Dysregulation and/or injury of the vasculature, referred to as endotheliopathy, manifests in a disease-specific fashion. The two different platelet transfusion recipient populations outlined above (prophylactic vs. therapeutic) have disparate endotheliopathies which are not well defined. In actively bleeding patients (e.g., hemorrhagic shock), the vasculature is physically damaged, and there is endothelial dysfunction, dysregulated coagulation, and inflammation – collectively referred to as the endotheliopathy of trauma, or EOT. Blood product transfusion is the main source of therapeutic management of hemorrhagic shock, with recent literature suggesting that plasma transfusion is associated with improved endothelial function.
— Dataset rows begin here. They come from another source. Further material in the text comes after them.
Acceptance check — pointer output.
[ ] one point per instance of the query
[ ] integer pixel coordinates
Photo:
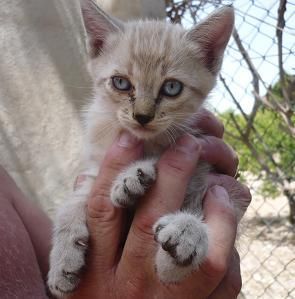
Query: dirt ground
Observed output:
(267, 250)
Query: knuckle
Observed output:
(142, 228)
(174, 167)
(100, 207)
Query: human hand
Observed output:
(128, 273)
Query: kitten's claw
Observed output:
(184, 244)
(133, 183)
(67, 260)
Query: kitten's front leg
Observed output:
(183, 244)
(70, 239)
(133, 182)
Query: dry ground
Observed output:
(267, 250)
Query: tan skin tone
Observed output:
(112, 273)
(128, 272)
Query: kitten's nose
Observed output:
(143, 119)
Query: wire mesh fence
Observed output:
(255, 97)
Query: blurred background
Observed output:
(44, 85)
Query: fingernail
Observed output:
(219, 192)
(127, 140)
(188, 145)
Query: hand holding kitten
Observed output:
(128, 273)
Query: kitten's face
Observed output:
(152, 74)
(149, 75)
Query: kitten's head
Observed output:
(152, 74)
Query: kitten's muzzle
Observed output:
(143, 119)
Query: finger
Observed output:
(105, 221)
(219, 214)
(174, 171)
(219, 154)
(239, 193)
(208, 124)
(231, 284)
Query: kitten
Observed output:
(150, 78)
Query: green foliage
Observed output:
(273, 148)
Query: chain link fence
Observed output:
(255, 96)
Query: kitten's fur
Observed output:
(147, 53)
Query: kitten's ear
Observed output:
(98, 25)
(212, 36)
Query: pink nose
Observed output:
(143, 119)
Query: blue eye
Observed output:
(121, 83)
(171, 88)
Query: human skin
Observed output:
(114, 271)
(25, 233)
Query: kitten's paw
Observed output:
(67, 259)
(133, 183)
(184, 245)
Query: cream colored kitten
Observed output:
(150, 78)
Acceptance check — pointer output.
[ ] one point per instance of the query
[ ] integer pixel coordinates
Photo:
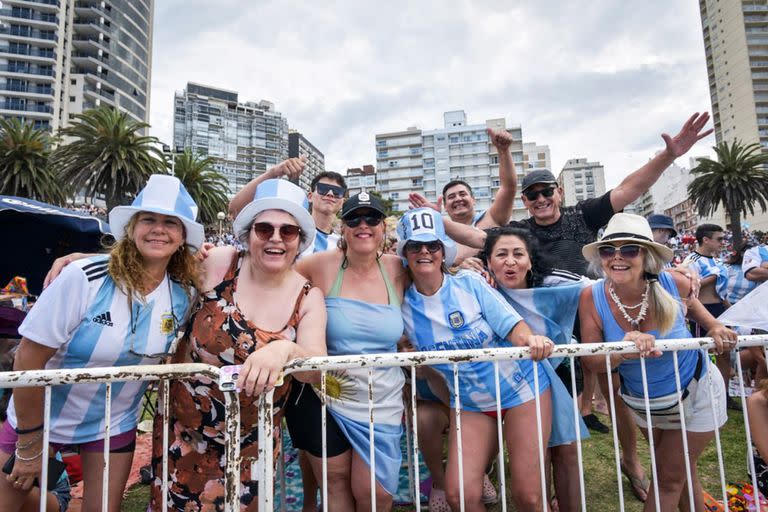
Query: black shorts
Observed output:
(564, 372)
(303, 416)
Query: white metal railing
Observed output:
(263, 468)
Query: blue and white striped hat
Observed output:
(277, 194)
(166, 195)
(424, 225)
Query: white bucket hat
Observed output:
(283, 195)
(627, 227)
(166, 195)
(424, 225)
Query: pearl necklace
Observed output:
(643, 305)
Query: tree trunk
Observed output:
(735, 216)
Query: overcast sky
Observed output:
(598, 79)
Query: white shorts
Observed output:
(699, 419)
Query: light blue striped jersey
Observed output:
(466, 313)
(86, 318)
(754, 257)
(738, 285)
(323, 242)
(709, 266)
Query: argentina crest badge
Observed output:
(456, 319)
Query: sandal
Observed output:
(437, 501)
(639, 485)
(489, 491)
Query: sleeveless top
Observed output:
(358, 327)
(659, 370)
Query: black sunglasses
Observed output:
(336, 191)
(415, 247)
(532, 195)
(265, 230)
(370, 220)
(627, 252)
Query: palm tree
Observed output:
(24, 170)
(106, 154)
(737, 180)
(206, 186)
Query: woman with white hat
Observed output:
(638, 302)
(443, 311)
(256, 311)
(123, 308)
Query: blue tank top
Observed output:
(660, 370)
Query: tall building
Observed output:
(580, 180)
(299, 146)
(424, 161)
(359, 179)
(736, 49)
(61, 57)
(245, 139)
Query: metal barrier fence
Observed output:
(411, 360)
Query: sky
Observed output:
(598, 79)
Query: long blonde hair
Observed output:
(665, 307)
(126, 266)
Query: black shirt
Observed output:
(577, 226)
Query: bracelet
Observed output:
(21, 431)
(27, 459)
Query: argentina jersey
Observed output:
(466, 313)
(88, 321)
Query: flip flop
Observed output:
(638, 484)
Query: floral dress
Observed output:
(218, 334)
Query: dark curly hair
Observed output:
(541, 264)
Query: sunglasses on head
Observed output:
(336, 191)
(415, 247)
(627, 252)
(532, 195)
(265, 230)
(371, 220)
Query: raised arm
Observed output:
(634, 185)
(293, 167)
(501, 210)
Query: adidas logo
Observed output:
(104, 319)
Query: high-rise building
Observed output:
(61, 57)
(736, 49)
(580, 180)
(360, 178)
(425, 161)
(299, 146)
(245, 139)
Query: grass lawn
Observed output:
(600, 472)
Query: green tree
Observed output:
(206, 185)
(24, 170)
(737, 181)
(105, 153)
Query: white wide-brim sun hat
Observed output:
(166, 195)
(424, 225)
(627, 227)
(277, 194)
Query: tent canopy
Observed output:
(34, 234)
Platelets are traditionally transfused to support clot formation in actively bleeding patients, but also possess additional vascular related functions, as described in non-trauma publications: release of soluble mediators to support endothelial function and growth, physical engagement with endothelial cells to restore barrier function, and recruitment and maintenance of endothelial progenitor cells. However, the molecular mechanisms by which platelet transfusions may improve EOT remain poorly understood. We couple microfluidic devices with real time fluorescence microscopy to better understand stored platelet:endothelial interactions under physiologically relevant flow conditions and in the context of the vascular milieu associated with traumatic injury. These studies are focused on identifying key molecular interactions that promote vascular integrity and reduce inflammation, key features of EOT, that may be attributable to or associated with distinct platelet manufacturing and storage conditions.